By default, a project's allowlist includes only itself. If project A is public or internal, project B can access it without being added to the allowlist.

Disabling the allowlist poses a security risk, so project maintainers or owners should ensure it remains enabled. Add projects to the allowlist only when cross-project access is required.

If you turn off the allowlist, all projects are considered in the allowlist, and the job token is limited only by the user's access permissions.

You should turn this setting off for reference projects. For all other projects, leave it turned on.

Pipeline trigger tokens

A pipeline trigger token is scoped only for triggering a pipeline.

For detailed steps on getting a pipeline trigger token, refer to our Running pipelines - Pipeline trigger.

API rate limits

API requests are rate-limited per user. User in this context applies to the user that the access token belongs to.
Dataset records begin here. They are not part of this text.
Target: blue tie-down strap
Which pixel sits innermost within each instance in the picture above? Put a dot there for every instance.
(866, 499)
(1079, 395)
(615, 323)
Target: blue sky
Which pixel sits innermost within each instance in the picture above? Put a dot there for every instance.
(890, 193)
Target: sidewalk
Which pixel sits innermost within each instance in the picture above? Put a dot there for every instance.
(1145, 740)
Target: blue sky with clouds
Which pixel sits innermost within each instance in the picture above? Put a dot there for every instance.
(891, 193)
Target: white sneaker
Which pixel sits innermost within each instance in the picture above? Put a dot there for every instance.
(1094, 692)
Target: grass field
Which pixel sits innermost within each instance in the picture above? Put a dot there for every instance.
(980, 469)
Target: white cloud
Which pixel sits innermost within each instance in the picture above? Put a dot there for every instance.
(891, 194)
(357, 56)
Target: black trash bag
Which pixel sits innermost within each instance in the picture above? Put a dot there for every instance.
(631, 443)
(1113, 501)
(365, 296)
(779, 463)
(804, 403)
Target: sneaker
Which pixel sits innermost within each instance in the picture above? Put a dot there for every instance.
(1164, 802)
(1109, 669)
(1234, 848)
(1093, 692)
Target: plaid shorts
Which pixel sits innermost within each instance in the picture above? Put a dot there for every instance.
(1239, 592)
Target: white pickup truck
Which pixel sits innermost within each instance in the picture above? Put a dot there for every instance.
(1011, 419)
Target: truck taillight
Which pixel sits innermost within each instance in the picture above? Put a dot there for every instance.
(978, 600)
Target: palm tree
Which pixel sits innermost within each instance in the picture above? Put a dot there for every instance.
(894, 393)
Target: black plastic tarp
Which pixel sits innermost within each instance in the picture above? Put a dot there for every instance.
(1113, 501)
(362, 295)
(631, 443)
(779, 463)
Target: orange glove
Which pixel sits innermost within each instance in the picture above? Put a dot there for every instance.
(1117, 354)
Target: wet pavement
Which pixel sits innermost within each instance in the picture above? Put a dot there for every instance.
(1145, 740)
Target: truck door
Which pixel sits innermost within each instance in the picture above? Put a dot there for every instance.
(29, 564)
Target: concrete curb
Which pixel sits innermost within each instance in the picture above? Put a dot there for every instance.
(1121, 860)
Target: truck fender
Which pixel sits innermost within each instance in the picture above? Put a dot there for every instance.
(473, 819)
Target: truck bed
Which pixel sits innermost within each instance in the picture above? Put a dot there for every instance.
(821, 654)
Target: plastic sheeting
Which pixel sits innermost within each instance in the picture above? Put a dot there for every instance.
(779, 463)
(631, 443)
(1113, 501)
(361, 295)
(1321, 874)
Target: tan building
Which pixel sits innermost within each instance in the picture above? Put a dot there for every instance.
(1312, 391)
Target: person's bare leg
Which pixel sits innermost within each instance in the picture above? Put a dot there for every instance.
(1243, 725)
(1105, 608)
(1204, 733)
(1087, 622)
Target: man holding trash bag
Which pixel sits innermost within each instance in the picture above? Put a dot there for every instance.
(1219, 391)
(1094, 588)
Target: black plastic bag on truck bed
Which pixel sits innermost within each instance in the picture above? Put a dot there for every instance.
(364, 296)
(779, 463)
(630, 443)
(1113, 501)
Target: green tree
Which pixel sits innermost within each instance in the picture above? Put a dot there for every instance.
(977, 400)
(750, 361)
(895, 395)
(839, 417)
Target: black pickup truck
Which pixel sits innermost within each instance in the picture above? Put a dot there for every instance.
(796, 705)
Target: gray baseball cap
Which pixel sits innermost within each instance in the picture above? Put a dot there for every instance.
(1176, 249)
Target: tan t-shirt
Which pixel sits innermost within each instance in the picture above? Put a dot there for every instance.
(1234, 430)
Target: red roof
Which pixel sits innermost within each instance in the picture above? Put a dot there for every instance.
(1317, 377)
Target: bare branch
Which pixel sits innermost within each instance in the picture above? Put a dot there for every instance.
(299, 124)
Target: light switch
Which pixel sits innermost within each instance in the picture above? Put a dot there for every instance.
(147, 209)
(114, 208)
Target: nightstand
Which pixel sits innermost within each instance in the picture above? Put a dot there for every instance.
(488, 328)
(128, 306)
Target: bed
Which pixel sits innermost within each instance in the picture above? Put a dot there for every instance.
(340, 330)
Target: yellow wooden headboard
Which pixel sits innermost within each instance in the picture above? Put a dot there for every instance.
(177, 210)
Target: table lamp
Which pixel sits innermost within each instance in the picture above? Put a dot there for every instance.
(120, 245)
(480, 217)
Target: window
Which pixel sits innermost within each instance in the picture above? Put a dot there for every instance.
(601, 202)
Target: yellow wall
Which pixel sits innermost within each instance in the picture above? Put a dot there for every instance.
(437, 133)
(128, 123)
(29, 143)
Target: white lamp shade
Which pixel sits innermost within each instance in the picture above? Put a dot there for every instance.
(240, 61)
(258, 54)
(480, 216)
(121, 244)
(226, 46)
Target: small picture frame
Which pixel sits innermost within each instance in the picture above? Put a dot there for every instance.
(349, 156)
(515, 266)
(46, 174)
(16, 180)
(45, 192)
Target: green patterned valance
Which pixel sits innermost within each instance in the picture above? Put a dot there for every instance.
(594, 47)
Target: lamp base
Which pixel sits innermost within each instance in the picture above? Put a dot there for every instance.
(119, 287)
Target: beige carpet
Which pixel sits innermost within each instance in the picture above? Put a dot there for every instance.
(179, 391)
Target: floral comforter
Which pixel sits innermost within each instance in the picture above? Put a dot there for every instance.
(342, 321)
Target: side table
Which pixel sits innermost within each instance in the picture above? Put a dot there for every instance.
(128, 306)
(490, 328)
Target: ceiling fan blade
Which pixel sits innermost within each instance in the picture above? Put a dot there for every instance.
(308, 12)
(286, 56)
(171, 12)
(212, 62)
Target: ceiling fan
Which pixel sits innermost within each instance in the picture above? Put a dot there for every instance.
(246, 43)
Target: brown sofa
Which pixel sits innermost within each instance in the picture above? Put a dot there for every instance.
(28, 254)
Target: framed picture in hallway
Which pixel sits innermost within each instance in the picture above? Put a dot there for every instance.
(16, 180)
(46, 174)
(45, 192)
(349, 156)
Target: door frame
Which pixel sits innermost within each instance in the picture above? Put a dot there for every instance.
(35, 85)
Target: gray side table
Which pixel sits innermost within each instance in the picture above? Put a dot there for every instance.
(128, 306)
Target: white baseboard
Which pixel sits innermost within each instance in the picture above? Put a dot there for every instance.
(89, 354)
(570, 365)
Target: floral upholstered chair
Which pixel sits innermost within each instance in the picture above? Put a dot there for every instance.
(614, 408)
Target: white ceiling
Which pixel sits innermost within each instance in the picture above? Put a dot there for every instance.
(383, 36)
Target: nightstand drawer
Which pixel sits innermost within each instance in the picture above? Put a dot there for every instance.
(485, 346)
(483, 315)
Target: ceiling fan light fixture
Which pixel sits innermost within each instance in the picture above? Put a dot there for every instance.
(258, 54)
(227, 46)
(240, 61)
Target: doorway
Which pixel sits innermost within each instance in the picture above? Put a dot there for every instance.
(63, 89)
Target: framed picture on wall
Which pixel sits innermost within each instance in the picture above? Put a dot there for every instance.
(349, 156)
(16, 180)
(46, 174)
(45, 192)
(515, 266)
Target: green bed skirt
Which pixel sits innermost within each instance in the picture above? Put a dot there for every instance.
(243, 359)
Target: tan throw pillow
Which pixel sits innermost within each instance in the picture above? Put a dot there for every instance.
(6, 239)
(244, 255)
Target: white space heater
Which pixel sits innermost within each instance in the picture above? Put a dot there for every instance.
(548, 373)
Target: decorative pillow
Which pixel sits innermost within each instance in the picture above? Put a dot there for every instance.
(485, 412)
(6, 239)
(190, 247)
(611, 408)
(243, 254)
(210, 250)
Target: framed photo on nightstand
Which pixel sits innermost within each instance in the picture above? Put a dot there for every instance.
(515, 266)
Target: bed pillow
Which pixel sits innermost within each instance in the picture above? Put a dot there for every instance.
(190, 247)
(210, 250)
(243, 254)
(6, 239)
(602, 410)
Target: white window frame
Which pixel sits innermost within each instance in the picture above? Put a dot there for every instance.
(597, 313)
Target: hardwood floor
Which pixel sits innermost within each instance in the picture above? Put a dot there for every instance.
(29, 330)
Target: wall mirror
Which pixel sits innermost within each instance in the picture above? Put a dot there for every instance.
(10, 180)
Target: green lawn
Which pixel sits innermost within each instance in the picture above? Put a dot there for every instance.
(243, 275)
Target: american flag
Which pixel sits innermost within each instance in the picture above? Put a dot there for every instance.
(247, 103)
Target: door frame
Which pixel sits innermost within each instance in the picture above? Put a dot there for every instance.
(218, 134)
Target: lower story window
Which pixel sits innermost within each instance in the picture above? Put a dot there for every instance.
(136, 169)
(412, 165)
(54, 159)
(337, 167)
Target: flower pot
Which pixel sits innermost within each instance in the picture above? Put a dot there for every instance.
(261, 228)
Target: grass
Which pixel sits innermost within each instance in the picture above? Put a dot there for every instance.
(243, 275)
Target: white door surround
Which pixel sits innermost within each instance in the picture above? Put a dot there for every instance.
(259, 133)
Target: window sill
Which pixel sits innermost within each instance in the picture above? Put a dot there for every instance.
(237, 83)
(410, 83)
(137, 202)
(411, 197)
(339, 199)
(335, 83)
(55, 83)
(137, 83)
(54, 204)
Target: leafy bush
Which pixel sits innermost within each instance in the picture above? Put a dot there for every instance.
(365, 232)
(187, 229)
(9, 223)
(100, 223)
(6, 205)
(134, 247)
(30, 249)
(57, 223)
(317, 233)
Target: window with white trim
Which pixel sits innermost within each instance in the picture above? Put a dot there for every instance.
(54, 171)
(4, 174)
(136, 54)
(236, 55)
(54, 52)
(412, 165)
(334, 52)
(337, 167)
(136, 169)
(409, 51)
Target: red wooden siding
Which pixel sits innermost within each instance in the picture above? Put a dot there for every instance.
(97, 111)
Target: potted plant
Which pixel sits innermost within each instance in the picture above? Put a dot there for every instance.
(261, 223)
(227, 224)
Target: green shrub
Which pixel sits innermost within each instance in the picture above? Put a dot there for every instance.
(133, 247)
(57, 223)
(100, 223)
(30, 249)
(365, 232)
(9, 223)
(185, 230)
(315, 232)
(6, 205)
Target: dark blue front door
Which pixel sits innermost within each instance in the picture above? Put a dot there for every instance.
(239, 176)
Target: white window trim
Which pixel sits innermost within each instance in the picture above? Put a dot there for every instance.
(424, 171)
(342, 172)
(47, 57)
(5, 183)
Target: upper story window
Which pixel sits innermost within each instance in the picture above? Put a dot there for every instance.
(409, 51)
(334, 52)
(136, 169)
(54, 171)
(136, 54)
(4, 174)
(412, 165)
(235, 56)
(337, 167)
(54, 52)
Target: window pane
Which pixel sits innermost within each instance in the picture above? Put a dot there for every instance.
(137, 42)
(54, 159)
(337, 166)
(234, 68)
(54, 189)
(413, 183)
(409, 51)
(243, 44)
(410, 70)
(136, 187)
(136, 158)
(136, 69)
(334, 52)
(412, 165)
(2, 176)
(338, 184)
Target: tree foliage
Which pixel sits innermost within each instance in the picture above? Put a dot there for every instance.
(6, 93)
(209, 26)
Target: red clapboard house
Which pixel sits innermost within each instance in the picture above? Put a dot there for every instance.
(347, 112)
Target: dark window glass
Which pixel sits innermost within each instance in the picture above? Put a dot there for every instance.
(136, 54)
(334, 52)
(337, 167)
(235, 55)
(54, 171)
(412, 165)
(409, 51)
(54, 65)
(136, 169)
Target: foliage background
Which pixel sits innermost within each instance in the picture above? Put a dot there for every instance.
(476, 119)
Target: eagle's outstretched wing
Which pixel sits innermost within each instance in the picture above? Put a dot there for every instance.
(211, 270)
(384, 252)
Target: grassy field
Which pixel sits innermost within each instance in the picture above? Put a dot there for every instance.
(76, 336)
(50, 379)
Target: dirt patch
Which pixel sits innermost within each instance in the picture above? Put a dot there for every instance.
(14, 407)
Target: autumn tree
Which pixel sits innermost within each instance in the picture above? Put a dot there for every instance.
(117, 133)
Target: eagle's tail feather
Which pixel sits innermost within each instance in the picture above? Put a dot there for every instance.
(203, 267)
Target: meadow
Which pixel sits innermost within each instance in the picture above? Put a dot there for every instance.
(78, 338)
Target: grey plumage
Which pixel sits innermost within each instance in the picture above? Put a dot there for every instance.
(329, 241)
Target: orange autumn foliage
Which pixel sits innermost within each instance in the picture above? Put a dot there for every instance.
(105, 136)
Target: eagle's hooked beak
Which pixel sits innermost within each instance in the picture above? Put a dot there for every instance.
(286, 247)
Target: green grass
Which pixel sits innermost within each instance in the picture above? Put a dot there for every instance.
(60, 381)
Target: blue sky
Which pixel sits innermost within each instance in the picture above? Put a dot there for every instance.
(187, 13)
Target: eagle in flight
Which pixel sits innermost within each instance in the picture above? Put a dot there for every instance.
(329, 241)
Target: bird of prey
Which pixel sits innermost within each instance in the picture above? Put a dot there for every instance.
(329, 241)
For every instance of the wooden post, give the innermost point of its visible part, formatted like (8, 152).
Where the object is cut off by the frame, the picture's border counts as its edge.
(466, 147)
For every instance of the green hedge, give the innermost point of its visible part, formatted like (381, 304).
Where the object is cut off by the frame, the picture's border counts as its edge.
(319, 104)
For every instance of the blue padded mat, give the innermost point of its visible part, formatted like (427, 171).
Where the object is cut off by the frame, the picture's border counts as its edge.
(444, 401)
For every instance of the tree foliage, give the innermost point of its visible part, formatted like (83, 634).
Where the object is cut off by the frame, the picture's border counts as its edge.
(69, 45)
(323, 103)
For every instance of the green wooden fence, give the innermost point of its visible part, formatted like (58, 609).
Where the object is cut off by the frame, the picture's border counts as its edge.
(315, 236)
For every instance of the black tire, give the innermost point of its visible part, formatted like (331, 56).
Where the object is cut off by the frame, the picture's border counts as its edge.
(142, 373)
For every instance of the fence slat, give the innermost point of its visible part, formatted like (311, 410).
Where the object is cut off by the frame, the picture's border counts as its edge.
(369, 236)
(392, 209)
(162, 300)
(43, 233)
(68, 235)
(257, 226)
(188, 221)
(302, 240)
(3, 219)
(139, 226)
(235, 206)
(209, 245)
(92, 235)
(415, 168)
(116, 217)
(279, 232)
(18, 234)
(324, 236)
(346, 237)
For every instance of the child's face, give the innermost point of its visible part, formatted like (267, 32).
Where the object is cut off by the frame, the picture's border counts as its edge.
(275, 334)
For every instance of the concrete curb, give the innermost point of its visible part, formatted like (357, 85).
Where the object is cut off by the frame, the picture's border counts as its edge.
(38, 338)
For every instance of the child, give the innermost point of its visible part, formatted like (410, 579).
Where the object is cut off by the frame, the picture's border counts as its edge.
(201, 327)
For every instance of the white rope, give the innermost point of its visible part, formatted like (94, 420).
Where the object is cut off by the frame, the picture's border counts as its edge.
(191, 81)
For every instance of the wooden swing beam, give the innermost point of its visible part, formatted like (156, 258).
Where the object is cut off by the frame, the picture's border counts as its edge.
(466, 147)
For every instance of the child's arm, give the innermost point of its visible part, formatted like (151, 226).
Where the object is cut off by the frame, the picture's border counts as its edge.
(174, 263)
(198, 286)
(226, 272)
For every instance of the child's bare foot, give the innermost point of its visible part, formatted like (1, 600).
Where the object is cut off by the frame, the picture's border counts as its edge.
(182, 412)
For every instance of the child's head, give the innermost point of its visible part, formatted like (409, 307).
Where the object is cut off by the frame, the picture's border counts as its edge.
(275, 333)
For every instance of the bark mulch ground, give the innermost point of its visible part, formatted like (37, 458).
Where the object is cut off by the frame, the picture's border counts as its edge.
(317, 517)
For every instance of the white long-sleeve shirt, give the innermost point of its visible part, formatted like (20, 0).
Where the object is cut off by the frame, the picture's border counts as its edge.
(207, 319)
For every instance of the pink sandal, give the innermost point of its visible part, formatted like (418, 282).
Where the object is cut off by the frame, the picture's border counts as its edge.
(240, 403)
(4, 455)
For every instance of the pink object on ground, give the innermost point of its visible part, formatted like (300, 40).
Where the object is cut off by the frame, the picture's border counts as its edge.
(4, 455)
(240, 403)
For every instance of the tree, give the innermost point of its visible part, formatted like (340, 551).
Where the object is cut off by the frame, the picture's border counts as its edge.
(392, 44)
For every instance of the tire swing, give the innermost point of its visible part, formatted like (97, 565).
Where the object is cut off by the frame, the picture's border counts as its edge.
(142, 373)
This includes "bot" users in the case of project and group access tokens.

The rate limit for the DataOps.live API is 600 requests per minute.

When a user exceeds the rate limit, the following requests are blocked with the HTTPS response code 429. In this scenario, the response will contain headers allowing the requester to retry after a specific period of time. See the table below for the headers and their meaning.

Response headers

HeaderExampleDescription
RateLimit-Limit600The request quota for the client each minute.
RateLimit-Observed601Number of requests associated with the client in the time window.
RateLimit-Remaining0Remaining quota in the time window. The result of RateLimit-Limit - RateLimit-Observed.
RateLimit-Reset1699977600Unix time-formatted time when the request quota is reset.
RateLimit-ResetTimeTue, 14 Nov 2023 16:00:00 GMTRFC2616-formatted date and time when the request quota is reset.
Retry-After25Remaining duration in seconds until the quota is reset. This is a standard HTTP header.

Pagination

Offset-based pagination

Sometimes, the response spans many pages. When listing resources, you can pass the following query parameters:

ParameterDescription
pagePage number (default: 1)
per_pageNumber of items to list per page (default: 20, max: 100)

Example of using the page and per_page query parameters:

curl --header "private-token: your_access_token" "https://app.dataops.live/api/v4/namespaces?per_page=30&page=1"

Example response:

[
{
"id": 320941,
"name": "Example group name",
"path": "example-group-name",
"kind": "group",
...
}
]

Learn more about query parameters in a URL query string via Wikipedia.

Request payload

JSON

DataOps.live supports a JSON request payload when making PUT and POST requests.

Example of sending a request with a data payload:

curl --request POST --header "Content-Type: application/json" \
--data '{"name":"<example-name>", "description":"<example-description>"}' "https://app.dataops.live/api/v4/projects"

Form fields

DataOps.live supports using the form submission type when making PUT and POST requests.

Example of sending a request with a form type:

curl --request POST \
--form "name=<example-name>" \
--form "description=<example-description>" \
--form "permissions[project_access]=null"
"https://app.dataops.live/api/v4/projects"a

Content type

The DataOps.live API supports the application/JSON content type by default.